Es handelt sich um eine erbliche Hauterkrankung, die bei Kindern auftritt und im Gesicht, vor allem im Bereich der Schläfen, zu flächigen Hautrötungen, überschießender Verhornung der Haarfollikel und Vernarbung der betroffenen Hautpartien führt. Der Krankheitsverlauf ist langwierig, kommt aber mit der Pubertät oft zum Stillstand. Die Möglichkeiten der Behandlung umfassen unter anderem Cortison-, Salicylsäure- und Vitamin-A-Säure-haltige Präparate sowie in schweren Fällen die oberflächliche Abtragung der erkrankten Haut durch Abschleifen, Kälte oder Laser.
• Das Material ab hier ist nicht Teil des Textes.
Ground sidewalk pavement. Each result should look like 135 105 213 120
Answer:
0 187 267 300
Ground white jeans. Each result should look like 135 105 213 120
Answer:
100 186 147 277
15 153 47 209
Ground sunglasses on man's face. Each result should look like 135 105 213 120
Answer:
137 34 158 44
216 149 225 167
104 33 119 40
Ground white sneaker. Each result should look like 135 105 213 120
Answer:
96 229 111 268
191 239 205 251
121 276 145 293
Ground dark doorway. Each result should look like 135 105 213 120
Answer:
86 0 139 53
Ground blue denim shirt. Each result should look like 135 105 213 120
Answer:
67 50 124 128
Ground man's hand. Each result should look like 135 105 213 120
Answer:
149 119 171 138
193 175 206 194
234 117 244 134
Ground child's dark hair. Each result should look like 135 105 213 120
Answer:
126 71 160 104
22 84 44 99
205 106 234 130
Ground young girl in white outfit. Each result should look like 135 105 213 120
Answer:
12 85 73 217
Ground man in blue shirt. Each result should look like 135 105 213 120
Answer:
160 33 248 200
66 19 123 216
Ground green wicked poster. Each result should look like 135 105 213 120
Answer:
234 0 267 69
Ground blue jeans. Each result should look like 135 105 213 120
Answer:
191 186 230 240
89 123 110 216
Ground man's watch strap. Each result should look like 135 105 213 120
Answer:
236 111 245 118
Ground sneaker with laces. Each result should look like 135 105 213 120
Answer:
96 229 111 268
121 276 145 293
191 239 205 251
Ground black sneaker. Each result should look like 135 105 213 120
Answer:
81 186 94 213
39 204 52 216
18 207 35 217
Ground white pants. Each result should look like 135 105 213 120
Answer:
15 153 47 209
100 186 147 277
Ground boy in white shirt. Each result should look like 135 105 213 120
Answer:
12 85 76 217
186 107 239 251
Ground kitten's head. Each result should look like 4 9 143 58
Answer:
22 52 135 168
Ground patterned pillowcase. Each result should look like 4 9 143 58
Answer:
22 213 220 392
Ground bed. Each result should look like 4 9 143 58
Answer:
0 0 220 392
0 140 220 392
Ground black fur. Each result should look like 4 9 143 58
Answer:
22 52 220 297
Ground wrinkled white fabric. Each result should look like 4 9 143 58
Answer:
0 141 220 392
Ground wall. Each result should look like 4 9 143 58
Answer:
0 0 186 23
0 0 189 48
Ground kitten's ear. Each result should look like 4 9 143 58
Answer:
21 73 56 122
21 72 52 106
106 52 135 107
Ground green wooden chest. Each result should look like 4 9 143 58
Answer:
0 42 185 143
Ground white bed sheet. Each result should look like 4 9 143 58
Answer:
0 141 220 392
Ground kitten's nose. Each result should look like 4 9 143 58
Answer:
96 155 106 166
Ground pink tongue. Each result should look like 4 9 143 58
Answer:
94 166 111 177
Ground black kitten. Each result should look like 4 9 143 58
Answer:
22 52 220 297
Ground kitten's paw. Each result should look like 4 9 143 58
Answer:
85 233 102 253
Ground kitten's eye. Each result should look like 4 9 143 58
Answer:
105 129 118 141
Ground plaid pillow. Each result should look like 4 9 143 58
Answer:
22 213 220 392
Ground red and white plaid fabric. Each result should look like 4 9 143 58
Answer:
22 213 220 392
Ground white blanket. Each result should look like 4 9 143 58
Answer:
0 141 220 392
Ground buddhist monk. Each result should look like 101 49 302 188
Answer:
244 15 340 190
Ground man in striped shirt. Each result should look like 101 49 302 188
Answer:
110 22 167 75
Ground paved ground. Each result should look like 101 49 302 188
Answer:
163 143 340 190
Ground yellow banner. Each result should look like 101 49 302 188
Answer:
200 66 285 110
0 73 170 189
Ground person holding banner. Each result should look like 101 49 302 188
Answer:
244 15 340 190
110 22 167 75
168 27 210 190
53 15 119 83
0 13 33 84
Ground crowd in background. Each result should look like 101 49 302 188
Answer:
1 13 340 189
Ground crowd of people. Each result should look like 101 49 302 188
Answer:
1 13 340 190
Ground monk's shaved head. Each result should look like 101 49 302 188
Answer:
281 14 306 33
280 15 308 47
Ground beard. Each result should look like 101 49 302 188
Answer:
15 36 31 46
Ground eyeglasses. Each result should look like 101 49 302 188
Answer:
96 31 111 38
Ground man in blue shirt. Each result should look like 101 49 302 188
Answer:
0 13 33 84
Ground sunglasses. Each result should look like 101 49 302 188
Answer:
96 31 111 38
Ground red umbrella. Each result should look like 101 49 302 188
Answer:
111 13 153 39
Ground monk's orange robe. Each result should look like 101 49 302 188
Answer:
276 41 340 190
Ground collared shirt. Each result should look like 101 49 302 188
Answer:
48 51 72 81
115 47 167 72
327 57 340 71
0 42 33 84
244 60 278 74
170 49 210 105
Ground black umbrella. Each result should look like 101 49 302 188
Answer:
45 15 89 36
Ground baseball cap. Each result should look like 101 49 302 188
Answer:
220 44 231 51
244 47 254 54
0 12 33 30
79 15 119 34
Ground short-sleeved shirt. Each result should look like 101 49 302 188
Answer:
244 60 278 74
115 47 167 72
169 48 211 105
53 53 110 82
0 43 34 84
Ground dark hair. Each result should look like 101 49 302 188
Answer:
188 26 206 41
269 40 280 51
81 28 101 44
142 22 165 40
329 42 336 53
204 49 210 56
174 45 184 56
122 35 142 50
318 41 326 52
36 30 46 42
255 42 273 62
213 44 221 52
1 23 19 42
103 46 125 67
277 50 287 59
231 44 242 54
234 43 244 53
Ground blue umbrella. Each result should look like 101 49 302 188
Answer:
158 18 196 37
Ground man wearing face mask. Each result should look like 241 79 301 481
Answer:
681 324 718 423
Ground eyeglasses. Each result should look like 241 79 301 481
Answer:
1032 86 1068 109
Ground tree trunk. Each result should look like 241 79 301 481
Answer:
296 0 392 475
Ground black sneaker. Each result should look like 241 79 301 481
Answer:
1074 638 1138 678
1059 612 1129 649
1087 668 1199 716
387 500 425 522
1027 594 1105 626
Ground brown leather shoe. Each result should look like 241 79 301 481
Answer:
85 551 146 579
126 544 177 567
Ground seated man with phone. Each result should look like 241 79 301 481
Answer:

Klassifikation nach ICD-10
L66.4 Atrophodermia vermiculata
Folliculitis ulerythematosa reticulata
Ulerythema acneiforme
ICD-10 online (WHO-Version 2019)

Die Krankheit betrifft Kinder, wobei Hautveränderungen bereits bei Geburt bestehen oder sich in der frühen Kindheit entwickeln. Kinder mit einer erhöhten Neigung zu allergischen Erkrankungen (Atopie) erkranken häufiger als gesunde Kinder[7].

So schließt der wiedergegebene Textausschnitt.